- She doesn't think I should try out for American Idol after hearing me sing to my IPOD! (I was crushed!)
- She is not afraid to tell my husband she has to pee even when he has told us a million times he is not stopping every hour! (We really just wanted to see how many times we could get him to stop. So we had several "Fake Pee" breaks.)
- She has no fear of inner city urban neighborhoods! (Just like me and completely unlike Wally!)
- She will squeeze her arm into any crevice in the car that my kids ask her to, to get something they have dropped. Seriously! Even if it means her arm will be stuck for many many miles (because Wally won't stop to help, as mentioned above).
- Since she got her new stylish, groovy hairdo, a family of 4 can get ready faster than she can!
- She will actually try seafood if someone else orders it for her and tells her it's okra.
- She convinced everyone that being 37 and single is "NOT" an alternative lifestyle!
- She is not afraid to float out in the Gulf of Mexico even when her BFF is yelling, "Julie! Julie! You are really far out there! Don't you watch shark week? And I don't even want to tell you what happened to Alex Kitner on Jaws!" She just laughs and floats out farther and farther into the deep blue sea.
- She is not afraid to spend oodles of money to purchase any and all available bathing suits on the open market! (That was fun!)

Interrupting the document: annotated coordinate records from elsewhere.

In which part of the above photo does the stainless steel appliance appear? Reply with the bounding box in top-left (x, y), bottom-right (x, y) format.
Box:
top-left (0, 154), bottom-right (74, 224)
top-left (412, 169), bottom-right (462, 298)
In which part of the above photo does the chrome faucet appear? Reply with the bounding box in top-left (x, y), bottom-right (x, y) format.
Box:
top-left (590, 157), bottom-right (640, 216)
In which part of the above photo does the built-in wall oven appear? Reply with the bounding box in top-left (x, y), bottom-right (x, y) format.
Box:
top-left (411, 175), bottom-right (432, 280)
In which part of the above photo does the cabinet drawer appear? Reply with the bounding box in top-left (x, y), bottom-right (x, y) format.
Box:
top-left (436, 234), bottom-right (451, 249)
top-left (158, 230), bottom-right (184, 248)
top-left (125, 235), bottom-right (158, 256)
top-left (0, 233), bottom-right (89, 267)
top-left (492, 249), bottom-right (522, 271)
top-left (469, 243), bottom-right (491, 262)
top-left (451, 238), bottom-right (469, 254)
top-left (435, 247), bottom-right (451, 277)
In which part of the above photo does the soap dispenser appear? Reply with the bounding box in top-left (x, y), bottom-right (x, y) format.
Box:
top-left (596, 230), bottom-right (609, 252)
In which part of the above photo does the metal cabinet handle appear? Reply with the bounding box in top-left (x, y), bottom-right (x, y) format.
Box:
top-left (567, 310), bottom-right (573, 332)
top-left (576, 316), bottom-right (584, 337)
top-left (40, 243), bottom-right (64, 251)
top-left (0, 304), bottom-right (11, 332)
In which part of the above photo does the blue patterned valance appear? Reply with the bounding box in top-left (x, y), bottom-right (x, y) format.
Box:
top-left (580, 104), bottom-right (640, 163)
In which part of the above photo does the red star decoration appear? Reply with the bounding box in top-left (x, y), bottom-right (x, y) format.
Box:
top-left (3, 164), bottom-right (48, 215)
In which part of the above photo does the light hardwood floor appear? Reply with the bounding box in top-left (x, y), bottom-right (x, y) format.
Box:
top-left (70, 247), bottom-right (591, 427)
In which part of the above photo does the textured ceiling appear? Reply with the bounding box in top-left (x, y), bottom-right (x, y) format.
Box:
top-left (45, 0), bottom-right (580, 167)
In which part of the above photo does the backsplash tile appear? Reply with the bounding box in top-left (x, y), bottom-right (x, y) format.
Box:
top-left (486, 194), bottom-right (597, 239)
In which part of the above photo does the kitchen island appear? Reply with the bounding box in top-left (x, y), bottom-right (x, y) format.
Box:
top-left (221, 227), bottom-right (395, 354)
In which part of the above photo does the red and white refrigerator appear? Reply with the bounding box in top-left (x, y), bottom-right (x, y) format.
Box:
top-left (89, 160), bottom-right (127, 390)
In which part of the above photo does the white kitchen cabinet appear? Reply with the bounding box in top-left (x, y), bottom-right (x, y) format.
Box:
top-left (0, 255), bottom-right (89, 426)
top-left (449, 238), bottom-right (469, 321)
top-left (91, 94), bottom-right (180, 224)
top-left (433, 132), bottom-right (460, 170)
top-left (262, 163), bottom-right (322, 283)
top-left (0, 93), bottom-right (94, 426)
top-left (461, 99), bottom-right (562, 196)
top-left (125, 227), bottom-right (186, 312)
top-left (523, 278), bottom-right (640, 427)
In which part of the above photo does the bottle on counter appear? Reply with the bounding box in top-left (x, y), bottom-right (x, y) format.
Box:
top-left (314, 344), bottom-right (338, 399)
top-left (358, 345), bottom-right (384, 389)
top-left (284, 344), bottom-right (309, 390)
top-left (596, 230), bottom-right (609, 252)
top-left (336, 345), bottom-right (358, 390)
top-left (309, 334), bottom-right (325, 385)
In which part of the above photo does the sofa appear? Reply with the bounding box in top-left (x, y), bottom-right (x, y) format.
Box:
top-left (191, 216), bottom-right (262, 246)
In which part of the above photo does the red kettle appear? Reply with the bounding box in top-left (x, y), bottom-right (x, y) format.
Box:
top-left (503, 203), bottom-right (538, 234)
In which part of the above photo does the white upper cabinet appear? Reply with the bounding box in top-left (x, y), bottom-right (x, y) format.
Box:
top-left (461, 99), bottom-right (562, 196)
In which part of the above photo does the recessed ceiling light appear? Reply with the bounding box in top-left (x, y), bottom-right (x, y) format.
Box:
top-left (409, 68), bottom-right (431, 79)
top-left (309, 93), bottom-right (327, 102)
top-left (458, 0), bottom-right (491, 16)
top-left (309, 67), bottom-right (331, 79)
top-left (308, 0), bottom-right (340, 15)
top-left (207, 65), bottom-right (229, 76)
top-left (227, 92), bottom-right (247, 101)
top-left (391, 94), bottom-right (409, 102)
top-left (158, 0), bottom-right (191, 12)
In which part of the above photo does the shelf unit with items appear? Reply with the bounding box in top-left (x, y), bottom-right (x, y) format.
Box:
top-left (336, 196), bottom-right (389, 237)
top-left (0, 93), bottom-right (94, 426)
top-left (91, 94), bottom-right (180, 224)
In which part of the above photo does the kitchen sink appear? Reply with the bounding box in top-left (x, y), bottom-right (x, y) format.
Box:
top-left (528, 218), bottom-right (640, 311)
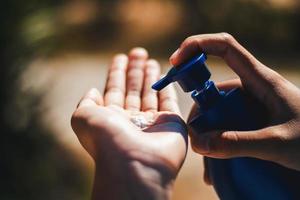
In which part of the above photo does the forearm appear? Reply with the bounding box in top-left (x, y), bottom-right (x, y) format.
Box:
top-left (92, 161), bottom-right (173, 200)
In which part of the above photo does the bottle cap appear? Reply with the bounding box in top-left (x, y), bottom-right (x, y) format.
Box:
top-left (152, 53), bottom-right (211, 92)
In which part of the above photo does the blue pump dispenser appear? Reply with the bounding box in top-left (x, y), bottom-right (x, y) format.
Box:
top-left (152, 53), bottom-right (300, 200)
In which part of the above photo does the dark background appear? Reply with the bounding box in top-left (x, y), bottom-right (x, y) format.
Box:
top-left (0, 0), bottom-right (300, 200)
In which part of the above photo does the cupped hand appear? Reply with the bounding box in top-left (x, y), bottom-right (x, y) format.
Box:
top-left (170, 33), bottom-right (300, 182)
top-left (71, 48), bottom-right (187, 200)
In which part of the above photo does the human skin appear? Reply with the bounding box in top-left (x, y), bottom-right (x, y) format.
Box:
top-left (170, 33), bottom-right (300, 183)
top-left (71, 48), bottom-right (187, 200)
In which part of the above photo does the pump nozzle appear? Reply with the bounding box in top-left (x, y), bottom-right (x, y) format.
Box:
top-left (152, 53), bottom-right (211, 92)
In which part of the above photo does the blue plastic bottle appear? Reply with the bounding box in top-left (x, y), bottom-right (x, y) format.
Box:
top-left (152, 53), bottom-right (300, 200)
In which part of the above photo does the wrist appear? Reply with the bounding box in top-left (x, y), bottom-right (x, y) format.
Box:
top-left (92, 160), bottom-right (175, 200)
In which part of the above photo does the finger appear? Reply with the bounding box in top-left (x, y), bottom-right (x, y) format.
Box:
top-left (142, 60), bottom-right (160, 111)
top-left (170, 33), bottom-right (283, 100)
top-left (203, 157), bottom-right (212, 185)
top-left (190, 125), bottom-right (288, 161)
top-left (104, 54), bottom-right (128, 107)
top-left (158, 85), bottom-right (180, 115)
top-left (77, 88), bottom-right (103, 108)
top-left (125, 48), bottom-right (148, 111)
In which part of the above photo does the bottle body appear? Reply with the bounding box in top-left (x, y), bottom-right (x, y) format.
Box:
top-left (189, 88), bottom-right (300, 200)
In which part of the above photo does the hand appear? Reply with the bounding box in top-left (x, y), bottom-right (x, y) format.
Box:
top-left (71, 48), bottom-right (187, 200)
top-left (170, 33), bottom-right (300, 182)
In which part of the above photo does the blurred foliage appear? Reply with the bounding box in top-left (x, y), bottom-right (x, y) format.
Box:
top-left (0, 0), bottom-right (89, 200)
top-left (0, 0), bottom-right (300, 199)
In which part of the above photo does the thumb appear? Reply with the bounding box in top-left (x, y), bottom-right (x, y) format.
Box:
top-left (190, 125), bottom-right (289, 161)
top-left (170, 33), bottom-right (283, 105)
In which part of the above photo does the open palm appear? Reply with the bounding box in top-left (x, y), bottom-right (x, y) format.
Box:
top-left (72, 48), bottom-right (187, 199)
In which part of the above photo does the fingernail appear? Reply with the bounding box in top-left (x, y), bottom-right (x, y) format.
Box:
top-left (170, 48), bottom-right (180, 64)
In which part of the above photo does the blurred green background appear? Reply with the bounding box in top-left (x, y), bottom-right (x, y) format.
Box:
top-left (0, 0), bottom-right (300, 200)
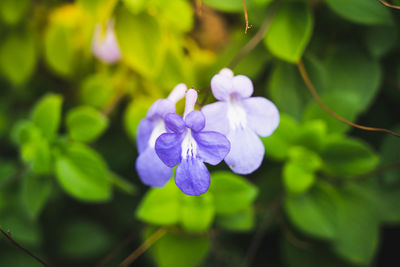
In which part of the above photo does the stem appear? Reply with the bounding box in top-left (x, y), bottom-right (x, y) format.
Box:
top-left (121, 228), bottom-right (167, 267)
top-left (297, 60), bottom-right (400, 137)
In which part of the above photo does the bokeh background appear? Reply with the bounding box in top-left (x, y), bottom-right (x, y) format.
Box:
top-left (0, 0), bottom-right (400, 267)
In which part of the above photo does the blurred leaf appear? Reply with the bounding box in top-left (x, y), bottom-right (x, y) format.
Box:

- She started off the vacation like an Olympic Triathlete, but after a week with my family... she collapsed and almost died like Aunt Edna on National Lampoon's Family Vacation! We seriously thought we were gonna have to strap her to the top of the car with her cell phone ducked taped to her body on the way home. It was touch and go people!!!!
Actually, I learned a lot more! But honestly, I had a great time with you BFF and I am really glad we didn't kill you on our vacation. Not everyone gets to spend a full week with the family and friends they love so dearly and I feel extremely lucky that you were willing to spend that time with us! It was a trip I will never forget. Thanks pal!
1 comment:
Hey thanks for letting the old single friend tag along on your family vacation... I learned a lot too, like don't eat frog legs that look just like a person's butt and legs...they don't taste like chicken! You're right, though, most people don't get a lot of chances to spend a week on the beach with their best pal, so I'm really glad you put up with my pee stops, throwing up, snoring on the balcony, and getting my appendages stuck in places...we single people are high maintenance! And now that I watched Jaws I, II, and part of III this week, number 8 on your list really hits home! You know a school of fish swam around me out there...they were probably running from a great white! Thanks for the list pal and for the vacay! Wish I was back on that beach right now!